Symptoms often develop abruptly, and onset can usually be linked to a


very stressful event. Symptoms are limited to those that affect
voluntary motor or sensory function and suggest a neurologic or general
medical condition (eg, impaired coordination or balance, weakness, or
paralysis of an arm or a leg or loss of sensation in a body part).

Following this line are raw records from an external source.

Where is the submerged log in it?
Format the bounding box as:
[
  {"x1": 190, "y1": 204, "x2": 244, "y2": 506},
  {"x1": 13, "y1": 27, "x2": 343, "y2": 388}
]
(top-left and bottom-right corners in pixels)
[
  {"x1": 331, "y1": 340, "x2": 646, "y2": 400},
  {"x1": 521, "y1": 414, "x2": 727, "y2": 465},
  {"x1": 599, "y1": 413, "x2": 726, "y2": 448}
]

The symptoms are severe enough to cause distress or disrupt social,


occupational, or other important areas of functioning. A patient may
have a single episode or sporadic repeated ones; symptoms may become
chronic. Typically, episodes are brief.

La belle indifférence is considered a classic feature of conversion


disorder. It is characterized by the inappropriate and paradoxical
absence of distress despite the presence of an unpleasant symptom.
A 19-year-old female is brought by her mother to the emergency room for
dehydration. She appears severely undernourished, and requires
intravenous fluids for orthostatic hypotension. She is currently in a
treatment program for anorexia. Her laboratory values show a critical
hypokalemia. In addition to adding potassium to her fluids, you should:

a) Ask the patient’s permission to contact the facility to verify she


is in treatment
b) Recommend that her belongings be searched with her permission for
pharmaceuticals
c) Prescribe thiamine, folate, and a multivitamin daily until nutrition
is improved
d) All of the above
e) None of the above
The correct answer is D

Explanation
Due to the lethality of this case an effort should be made to ensure
appropriate treatment is actively being pursued. Since many patients
with an eating disorder will abuse laxatives or diuretics that lower
their potassium to critical levels, the facility should be informed, if
the patient permits, to look for contraband. This patient is high risk
for nutritionally based diseases and should be supplemented.